Em regra, o cônjuge que não detinha a posse anterior ao casamento não deverá figurar no polo ativo da ação/procedimento de usucapião. No entanto, ele poderá ser chamado a manifestar no processo para esclarecer questões ligadas à comunicação da posse ou apenas para dar seu consentimento.
Tendo a usucapião a classificação de ação real, atrai para si a regra encampada no artigo 73, do CPC/2015, vejamos:
Art. 73. O cônjuge necessitará do CONSENTIMENTO do outro para propor ação que verse sobre direito real imobiliário, salvo quando casados sob o regime de separação absoluta de bens.
Para COUTO (2021, p. 147),
O provimento 65/2017 do CNJ, apesar de não arrolar expressamente a necessidade de outorga do consentimento conjugal, nas hipóteses em que o requerimento seja feito por apenas um dos cônjuges, deixa clara a sua necessidade, ao consignar que, apenas no caso de separação absoluta de bens, o consentimento é dispensado.
Destaca ainda que, “no caso de o requerimento ser feito em nome de apenas um dos cônjuges deve fiar clara a questão da comunicabilidade ou não do bem”.
PAIVA (2023, p.122), por sua vez, ensina que,
No caso de ser o requerente casado, há de se recordar a regra do artigo 73 do Código de Processo Civil, que exige vênia conjugal para a propositura de ações que versem sobre direito real imobiliário, salvo no regime de separação absoluta de bens. Entende-se que a regra deve se estender ao procedimento extrajudicial, por um imperativo de segurança dos registros públicos. Caso contrário, poderia haver prejuízos para o outro cônjuge, como na hipótese de ele ser compossuidor e tal circunstância não constar do requerimento ou da ata.
Em muitos casos, o cônjuge que não possui titularidade pode ser ouvido como parte interessada ou como testemunha, a fim de esclarecer a natureza da posse durante a constância do casamento. O importante é que o cônjuge possuidor demonstre que a posse original não foi alterada ou compartilhada de maneira que impeça o reconhecimento da usucapião.
Considerações Finais
A possibilidade de o possuidor casado requerer, em nome próprio, a usucapião sobre a posse adquirida antes do casamento é juridicamente viável e encontra respaldo tanto na doutrina quanto na jurisprudência. A posse, enquanto um direito distinto da propriedade, não se comunica automaticamente com o outro cônjuge, desde que seja anterior à união e mantida em caráter exclusivo.
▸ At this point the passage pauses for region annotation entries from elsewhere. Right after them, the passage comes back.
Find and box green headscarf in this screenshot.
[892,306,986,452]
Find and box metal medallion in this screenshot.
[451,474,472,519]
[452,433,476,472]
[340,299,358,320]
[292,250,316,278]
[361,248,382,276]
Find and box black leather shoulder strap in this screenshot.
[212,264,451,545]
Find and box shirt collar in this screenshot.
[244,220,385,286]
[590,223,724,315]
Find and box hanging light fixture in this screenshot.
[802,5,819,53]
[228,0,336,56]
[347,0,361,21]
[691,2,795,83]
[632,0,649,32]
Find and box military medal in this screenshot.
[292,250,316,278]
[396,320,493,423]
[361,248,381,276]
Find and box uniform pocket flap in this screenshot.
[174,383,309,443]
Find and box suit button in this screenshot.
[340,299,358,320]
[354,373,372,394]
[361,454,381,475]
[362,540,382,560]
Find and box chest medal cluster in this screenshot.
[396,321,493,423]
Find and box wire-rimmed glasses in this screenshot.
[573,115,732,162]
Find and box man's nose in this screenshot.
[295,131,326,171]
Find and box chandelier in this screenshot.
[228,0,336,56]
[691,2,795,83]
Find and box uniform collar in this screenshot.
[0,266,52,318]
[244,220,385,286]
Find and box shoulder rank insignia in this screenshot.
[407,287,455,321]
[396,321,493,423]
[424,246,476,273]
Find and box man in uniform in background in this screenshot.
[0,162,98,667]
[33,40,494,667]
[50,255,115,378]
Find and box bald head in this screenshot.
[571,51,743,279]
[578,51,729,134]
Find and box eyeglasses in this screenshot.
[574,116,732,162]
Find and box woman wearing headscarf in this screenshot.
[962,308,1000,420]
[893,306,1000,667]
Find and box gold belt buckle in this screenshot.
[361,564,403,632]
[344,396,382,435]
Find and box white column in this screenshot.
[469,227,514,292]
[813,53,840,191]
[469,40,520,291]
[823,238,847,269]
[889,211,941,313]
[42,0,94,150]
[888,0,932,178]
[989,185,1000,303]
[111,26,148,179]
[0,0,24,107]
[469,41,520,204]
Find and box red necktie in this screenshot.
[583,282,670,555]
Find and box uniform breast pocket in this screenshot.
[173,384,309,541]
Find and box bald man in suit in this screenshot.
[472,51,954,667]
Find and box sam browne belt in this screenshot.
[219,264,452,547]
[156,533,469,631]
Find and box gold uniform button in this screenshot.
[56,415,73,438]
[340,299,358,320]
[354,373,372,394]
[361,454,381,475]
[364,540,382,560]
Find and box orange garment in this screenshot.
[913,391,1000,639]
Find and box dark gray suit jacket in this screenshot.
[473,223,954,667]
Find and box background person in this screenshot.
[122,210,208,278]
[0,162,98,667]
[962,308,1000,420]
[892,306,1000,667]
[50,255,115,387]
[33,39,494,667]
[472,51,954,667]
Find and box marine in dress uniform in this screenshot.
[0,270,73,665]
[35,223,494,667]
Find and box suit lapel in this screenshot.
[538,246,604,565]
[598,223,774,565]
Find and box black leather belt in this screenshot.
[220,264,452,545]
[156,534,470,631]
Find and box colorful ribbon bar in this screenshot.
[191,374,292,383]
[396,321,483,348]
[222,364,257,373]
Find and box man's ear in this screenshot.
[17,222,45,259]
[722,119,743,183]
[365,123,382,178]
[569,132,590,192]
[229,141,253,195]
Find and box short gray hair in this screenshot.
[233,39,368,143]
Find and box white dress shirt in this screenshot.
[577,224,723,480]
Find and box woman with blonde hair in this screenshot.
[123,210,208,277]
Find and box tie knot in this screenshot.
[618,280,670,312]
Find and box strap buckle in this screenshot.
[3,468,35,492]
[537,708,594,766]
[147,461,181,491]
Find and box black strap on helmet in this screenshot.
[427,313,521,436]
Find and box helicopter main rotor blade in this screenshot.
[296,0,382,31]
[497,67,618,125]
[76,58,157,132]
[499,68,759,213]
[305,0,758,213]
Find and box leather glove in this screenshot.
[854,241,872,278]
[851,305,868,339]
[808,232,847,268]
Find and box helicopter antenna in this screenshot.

O casamento, por si só, não altera o direito originário de posse, permitindo que o cônjuge que adquiriu essa posse anteriormente possa reivindicar a usucapião, cumprindo os requisitos legais. Contudo, é essencial que o possuidor esteja atento à continuidade da posse, à ausência de interrupção e à ausência de oposição por parte do cônjuge ou terceiros.
Referências Bibliográficas:
• COUTO, Marcelo de Rezende Campos Marinho. Usucapião Extrajudicial. 4ª ed. Salvador: JusPodvm, 2021.
• PAIVA, João Pedro Lamana; KÜMPEL, Vitor Frederico; VIANA, Giselle de Menezes. Usucapião extrajudicial: aspectos civis, notariais e registrais. 3ª ed. São Paulo: YK Editoria, 2023.
• Lei n. 13.105, de 16 de Março de 2015 – Código Processo Civil.